Monday, September 19, 2011

Song for my mother

I miss my mother. She would have been 83 last month and I think she would have gotten a kick out of the 21st century. She definitely would have enjoyed YouTube, the closest thing to a time machine yet invented. I like to think she'd be surfing the net, clicking on videos that amused her. She loved this one, which was playing in heavy rotation on MTV in 1986.  Bowie and Jagger... Dancing in the Streets. This one's for my mother.

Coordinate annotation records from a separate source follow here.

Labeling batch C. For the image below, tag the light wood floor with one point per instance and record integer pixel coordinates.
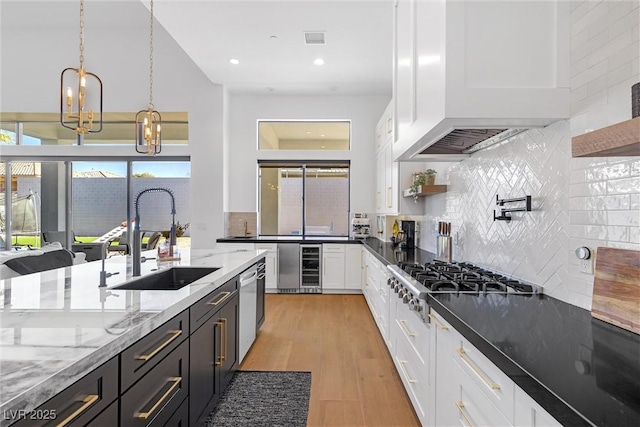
(353, 380)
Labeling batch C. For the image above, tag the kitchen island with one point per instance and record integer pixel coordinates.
(58, 325)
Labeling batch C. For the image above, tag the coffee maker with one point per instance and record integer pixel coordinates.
(409, 230)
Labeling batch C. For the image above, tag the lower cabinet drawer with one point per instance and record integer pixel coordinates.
(412, 331)
(155, 398)
(80, 403)
(142, 356)
(473, 406)
(489, 379)
(414, 376)
(207, 306)
(180, 418)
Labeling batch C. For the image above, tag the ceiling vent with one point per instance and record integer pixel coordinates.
(315, 37)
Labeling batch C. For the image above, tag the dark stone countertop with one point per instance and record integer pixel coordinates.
(581, 370)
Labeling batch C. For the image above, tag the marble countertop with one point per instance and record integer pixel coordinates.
(58, 325)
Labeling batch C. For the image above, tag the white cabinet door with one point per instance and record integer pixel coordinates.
(390, 181)
(380, 169)
(333, 263)
(529, 413)
(446, 411)
(404, 85)
(354, 268)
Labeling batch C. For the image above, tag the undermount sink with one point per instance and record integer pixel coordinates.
(168, 280)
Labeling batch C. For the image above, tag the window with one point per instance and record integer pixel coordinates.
(304, 198)
(304, 135)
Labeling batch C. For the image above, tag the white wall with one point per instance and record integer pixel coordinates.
(246, 110)
(576, 201)
(32, 59)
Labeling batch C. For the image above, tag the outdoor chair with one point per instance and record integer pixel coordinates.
(121, 245)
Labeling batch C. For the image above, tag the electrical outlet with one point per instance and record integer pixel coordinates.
(586, 266)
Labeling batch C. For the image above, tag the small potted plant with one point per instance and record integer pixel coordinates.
(427, 177)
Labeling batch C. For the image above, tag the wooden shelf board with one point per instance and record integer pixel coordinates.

Sunday, September 18, 2011

Writing Alchemy--Spinning Three Words into 100

Chuck Wendig's flash fiction challenge this week is to take three words out of a list of five (Ivy, Bishop, Lollipop, Blister, Enzyme) and write a 100-word story. I chose LOLLIPOP, BLISTER, and ENZYME.

LIFE SUCKS
Amy sucked on the enzyme lollipop and contemplated the holographic game board. She moved a piece and the AI moved three for the win.
“You cheat,” she accused and threw her lollipop through the board image, which popped like a blister.
The maintenance sensors dispatched a robo-scrubber to clean up the sticky mess.
Amy knew she needed the enzymes to thrive, but the candy tasted like ass.
Still, her parents hadn’t gone to all the trouble to therapeutically kill her in 2012 only to have her new doctors label her “non-compliant” in 2042.
Amy sighed and unwrapped another lollipop.

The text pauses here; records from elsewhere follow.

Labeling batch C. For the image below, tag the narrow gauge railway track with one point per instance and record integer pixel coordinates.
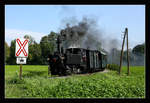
(105, 71)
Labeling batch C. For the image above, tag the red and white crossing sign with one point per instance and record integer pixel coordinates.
(21, 47)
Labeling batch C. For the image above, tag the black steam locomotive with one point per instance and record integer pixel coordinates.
(76, 60)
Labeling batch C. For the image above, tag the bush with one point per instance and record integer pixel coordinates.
(113, 67)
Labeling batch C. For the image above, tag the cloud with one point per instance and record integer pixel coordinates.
(11, 34)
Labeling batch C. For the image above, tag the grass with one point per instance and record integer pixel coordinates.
(37, 84)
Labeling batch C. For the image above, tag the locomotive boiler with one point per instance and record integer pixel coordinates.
(74, 60)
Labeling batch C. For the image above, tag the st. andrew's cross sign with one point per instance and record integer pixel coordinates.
(21, 52)
(21, 48)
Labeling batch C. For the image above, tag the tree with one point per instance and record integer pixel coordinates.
(31, 39)
(48, 45)
(7, 52)
(139, 49)
(34, 56)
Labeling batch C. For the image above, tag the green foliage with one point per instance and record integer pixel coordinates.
(31, 39)
(12, 58)
(48, 45)
(7, 52)
(113, 67)
(35, 83)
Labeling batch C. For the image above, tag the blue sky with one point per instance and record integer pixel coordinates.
(39, 20)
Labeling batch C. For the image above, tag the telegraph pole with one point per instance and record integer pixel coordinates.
(122, 54)
(128, 70)
(127, 52)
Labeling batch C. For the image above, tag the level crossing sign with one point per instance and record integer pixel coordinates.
(21, 48)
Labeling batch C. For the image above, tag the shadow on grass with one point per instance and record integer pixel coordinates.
(34, 73)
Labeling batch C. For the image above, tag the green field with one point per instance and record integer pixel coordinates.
(36, 83)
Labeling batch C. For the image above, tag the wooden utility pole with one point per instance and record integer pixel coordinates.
(126, 33)
(127, 52)
(122, 54)
(20, 75)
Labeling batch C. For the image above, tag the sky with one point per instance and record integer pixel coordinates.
(40, 20)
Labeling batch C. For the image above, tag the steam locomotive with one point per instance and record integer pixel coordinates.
(76, 60)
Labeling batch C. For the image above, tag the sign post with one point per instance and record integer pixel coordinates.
(21, 53)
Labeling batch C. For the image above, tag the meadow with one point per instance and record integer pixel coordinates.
(36, 83)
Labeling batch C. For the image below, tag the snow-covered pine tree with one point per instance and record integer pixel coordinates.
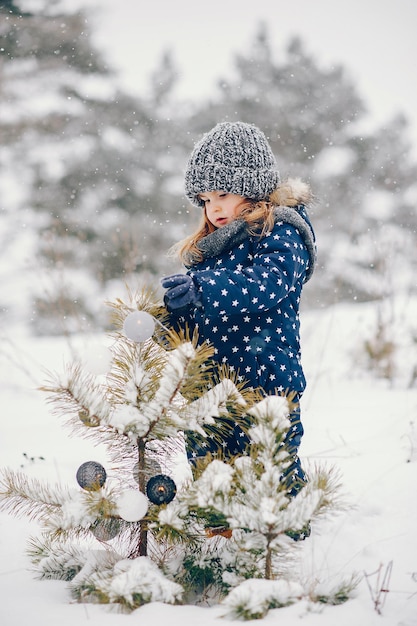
(127, 534)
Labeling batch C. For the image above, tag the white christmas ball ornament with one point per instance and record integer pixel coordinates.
(139, 326)
(132, 505)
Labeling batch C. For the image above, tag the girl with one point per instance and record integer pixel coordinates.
(247, 264)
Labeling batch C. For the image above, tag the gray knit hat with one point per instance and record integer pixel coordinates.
(233, 157)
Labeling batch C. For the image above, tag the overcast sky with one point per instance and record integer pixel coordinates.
(376, 40)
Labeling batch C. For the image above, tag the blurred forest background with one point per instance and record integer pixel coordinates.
(91, 178)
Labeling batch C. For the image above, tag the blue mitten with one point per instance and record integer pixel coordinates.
(181, 292)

Saturday, September 17, 2011

Toxic Reality coming soon!

My second collection of short fiction, Toxic Reality, will be a reality within weeks. Joy Sillesen of StonyHill Productions is currently designing the cover and layout, and I'm going through the final edit and selection process,. killing my children with wild abandon. (Read Sandra Seamans' blog on the process she's going through prepping her as-yet-unnamed collection for Snubnose Press here.)

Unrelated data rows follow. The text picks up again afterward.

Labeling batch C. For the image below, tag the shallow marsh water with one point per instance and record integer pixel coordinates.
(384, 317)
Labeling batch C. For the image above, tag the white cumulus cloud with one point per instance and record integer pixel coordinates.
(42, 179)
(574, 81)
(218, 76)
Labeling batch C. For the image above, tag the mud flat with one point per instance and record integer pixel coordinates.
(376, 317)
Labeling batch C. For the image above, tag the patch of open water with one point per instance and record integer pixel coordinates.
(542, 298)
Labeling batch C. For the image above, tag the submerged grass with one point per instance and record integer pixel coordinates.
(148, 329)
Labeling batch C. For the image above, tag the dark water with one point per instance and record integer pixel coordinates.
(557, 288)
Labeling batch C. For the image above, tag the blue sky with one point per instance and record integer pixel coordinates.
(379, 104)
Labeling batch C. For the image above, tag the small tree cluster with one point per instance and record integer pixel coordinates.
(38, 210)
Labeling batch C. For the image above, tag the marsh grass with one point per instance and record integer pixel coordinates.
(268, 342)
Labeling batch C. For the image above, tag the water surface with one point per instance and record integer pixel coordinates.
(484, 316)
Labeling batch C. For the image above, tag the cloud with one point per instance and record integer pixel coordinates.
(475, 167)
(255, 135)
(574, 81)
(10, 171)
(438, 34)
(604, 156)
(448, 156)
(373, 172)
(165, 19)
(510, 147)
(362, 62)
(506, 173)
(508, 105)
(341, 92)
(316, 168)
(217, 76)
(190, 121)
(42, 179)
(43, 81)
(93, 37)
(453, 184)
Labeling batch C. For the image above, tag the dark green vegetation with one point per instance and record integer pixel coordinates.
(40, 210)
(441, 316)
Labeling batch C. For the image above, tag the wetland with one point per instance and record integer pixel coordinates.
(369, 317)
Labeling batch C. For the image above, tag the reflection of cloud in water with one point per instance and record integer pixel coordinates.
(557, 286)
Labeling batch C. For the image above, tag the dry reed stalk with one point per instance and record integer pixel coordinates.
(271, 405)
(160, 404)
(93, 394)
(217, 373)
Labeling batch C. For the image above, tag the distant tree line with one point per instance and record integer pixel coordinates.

Late one night a few months ago I'd been toying with the idea of writing a title story for the collection and I came up with the story below. Well, not really a story so much as a splat of words that after a good night's sleep I realized should never, ever see print. But it kind of amused me to collect my anxieties in one big rant, so I'm posting it here.  Complete with the groovy font-playing that seemed such a great idea at one in the morning.


Acid rain  
A
Bees dying
Cancer clusters
    C
Deforestation
E-coli
          E
Famine
Genital mutilation
Hole in the ozone
Icebergs melting
    I
John Galliano
Kabul
Love Canal
             L
Mercury poisoning
Norwegian extremists
Oceans dying
   O
Pandemics
Quadriplegia
Radioactive breast milk
        R
Superbugs
Terrorism
   T
Urban blight
Vanishing species
Whale stranding
Xenophobia
                        X
Yeast infections
      Y
Zero-sum mentality
Autism on the rise
BP oil spill
Capital punishment
Ethnic cleansing
Fukishima meltdown
Greenhouse gases
Habitat destruction
Improvised Explosive Devices
                          I
Job losses
Kudzu vine
Lyme Disease
Malaria
Neutron bombs
Overpopulation
Piracy
Q Fever
Road rage
Sun damage
Traffic jams
     T
Upside-down mortgages
Vehicular homicide
War
Xenodermia
Yellow fever
Zombie apocalypse

ACEIL ORTZYIT
TOXIC REALITY

Thursday, September 15, 2011

The Smallest of the Summoner's Bells--in French

The multi-talented Joy Sillesen of StonyHill Productions has done it again. She created this beautiful cover for the French version of my story, "The Smallest of the Summoner's Bells."  The translator is still twiddling with the front matter, but the story should be available by the end of the month.